Son œuvre la plus célèbre, *L’Histoire officielle* (1985), a marqué l’histoire du cinéma. Ce drame, qui dépeint les horreurs de la dictature militaire argentine (1976-1983) et le combat des Mères de la place de Mai, a remporté l’Oscar du meilleur film étranger en 1986. Le film a également valu à Norma Aleandro le prix d’interprétation féminine à Cannes, consolidant la renommée internationale de Puenzo.
Un héritage cinématographique et politique
Au-delà de sa filmographie, Puenzo a joué un rôle clé dans la promotion du cinéma argentin. Il a été l’un des artisans de la loi sur le cinéma adoptée en 1994, un texte fondateur qui a dynamisé l’industrie. Parmi ses autres réalisations notables figurent *Old Gringo* (1989), avec Jane Fonda, et *La Peste* (1992), adaptation du roman d’Albert Camus. Son œuvre, à la fois artistique et militante, reste un pilier de la culture argentine. ## Un engagement politique et culturel
Luis Puenzo, réalisateur et scénariste argentin, a marqué l’histoire du cinéma de son pays par son talent et son engagement. Au-delà de sa carrière artistique, il a joué un rôle clé dans la promotion de la loi sur le cinéma adoptée en 1994, un texte fondateur qui a redynamisé l’industrie cinématographique argentine. Il a également dirigé l’Institut national du cinéma et des arts audiovisuels (INCAA), renforçant ainsi son influence dans le secteur.

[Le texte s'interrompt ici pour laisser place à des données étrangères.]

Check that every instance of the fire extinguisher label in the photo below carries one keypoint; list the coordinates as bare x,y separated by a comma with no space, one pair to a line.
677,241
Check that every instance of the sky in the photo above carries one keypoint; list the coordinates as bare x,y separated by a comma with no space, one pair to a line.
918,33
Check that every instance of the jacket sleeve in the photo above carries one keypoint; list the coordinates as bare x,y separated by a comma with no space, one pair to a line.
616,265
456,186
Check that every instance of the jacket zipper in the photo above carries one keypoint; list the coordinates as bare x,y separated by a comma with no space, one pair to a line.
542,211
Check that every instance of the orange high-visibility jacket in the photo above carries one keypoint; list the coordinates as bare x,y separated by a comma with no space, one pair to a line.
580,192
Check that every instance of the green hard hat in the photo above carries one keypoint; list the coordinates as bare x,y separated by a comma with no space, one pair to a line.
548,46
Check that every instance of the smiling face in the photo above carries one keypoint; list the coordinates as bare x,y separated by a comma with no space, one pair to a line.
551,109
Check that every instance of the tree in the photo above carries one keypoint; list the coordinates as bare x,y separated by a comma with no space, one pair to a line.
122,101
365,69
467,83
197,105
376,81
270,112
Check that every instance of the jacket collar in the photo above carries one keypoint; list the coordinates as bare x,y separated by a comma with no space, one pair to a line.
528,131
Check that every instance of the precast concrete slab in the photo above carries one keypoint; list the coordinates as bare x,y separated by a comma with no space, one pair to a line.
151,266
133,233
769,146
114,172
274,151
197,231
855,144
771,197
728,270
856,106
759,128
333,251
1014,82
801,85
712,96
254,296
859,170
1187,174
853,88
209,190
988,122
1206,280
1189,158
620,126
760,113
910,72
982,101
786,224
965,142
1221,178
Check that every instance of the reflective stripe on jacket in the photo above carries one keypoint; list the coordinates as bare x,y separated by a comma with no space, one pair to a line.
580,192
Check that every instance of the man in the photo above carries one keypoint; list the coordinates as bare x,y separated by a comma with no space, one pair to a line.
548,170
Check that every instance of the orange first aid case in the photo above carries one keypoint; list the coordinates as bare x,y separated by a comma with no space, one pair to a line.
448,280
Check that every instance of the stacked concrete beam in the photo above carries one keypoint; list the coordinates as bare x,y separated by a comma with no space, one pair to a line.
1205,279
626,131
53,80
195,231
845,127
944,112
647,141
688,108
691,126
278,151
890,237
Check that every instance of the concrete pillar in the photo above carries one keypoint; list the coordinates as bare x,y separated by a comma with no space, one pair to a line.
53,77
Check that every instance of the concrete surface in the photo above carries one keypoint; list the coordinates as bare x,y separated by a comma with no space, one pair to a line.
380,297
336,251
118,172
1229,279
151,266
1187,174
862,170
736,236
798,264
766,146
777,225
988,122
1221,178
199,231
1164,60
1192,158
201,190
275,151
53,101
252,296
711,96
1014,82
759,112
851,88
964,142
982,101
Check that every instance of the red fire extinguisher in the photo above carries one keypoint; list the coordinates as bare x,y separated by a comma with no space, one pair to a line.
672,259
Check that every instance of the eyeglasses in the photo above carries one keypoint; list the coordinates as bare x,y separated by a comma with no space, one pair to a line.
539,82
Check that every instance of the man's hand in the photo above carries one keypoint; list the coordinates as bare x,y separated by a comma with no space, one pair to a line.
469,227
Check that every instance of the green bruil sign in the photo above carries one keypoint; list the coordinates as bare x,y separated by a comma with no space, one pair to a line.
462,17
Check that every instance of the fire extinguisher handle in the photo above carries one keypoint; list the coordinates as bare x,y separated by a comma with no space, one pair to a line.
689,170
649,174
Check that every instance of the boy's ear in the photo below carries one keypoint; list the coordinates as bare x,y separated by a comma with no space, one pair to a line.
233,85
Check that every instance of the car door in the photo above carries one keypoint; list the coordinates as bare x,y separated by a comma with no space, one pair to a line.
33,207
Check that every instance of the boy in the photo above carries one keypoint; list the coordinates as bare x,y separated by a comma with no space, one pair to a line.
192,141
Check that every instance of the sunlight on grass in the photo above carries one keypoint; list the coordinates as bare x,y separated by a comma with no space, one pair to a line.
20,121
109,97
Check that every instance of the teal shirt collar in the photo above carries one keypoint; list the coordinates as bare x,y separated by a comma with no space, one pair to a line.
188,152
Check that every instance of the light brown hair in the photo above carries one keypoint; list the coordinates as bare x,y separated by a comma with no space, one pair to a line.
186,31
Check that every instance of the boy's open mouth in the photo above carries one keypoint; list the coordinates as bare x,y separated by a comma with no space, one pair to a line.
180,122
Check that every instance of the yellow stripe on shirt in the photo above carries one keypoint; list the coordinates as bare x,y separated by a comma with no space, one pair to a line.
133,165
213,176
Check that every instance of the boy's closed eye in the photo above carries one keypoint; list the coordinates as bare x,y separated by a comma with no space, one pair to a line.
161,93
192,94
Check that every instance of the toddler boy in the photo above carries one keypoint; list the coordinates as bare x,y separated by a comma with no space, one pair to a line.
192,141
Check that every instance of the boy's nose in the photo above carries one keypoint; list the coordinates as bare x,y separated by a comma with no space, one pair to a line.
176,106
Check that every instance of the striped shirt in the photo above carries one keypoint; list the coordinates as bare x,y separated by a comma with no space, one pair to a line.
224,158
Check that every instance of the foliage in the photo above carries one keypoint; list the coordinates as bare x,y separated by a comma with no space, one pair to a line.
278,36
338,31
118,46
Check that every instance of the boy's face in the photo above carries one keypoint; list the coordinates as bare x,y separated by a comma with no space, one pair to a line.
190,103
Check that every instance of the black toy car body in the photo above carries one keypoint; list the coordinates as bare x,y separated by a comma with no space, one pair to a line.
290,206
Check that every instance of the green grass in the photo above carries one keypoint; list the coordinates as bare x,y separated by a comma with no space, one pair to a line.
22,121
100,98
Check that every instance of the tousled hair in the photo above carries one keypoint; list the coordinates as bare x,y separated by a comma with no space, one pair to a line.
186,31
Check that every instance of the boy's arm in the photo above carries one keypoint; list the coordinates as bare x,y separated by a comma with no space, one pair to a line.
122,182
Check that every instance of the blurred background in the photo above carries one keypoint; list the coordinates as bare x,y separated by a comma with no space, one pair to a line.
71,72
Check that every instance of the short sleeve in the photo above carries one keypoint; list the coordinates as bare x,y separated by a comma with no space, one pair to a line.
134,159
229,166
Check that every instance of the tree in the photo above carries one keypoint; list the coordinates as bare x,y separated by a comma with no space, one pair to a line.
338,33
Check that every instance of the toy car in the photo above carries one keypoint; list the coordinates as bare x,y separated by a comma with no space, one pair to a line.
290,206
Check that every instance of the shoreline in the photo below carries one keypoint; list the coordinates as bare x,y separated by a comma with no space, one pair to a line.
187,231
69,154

Un discours historique lors des Oscars
Le 24 mars 1986, lors de la remise de l’Oscar du meilleur film étranger pour *La Histoire officielle*, Puenzo a choisi une date symbolique pour son discours. Ce jour coïncidait avec le 10e anniversaire du coup d’État militaire de 1976, une période sombre de l’histoire argentine. Dans un message poignant, il a rappelé les victimes de la dictature, soulignant l’importance de la mémoire collective : « Alors que je me trouve ici, sur cette scène, pour recevoir ce prix, je ne peux m’empêcher de me rappeler qu’un autre 24 mars, il y a dix ans jour pour jour, nous avons subi le dernier coup d’État militaire dans notre pays. Nous n’oublierons jamais ce cauchemar. »
Un héritage à la fois artistique et politique
Puenzo a su allier son talent de cinéaste à un engagement politique fort, utilisant sa notoriété pour défendre la liberté d’expression et la démocratie. Son œuvre, comme *La Histoire officielle*, reste un témoignage puissant des luttes de son pays. Son action institutionnelle et ses prises de position ont contribué à façonner le paysage culturel argentin, faisant de lui une figure incontournable de l’histoire du cinéma.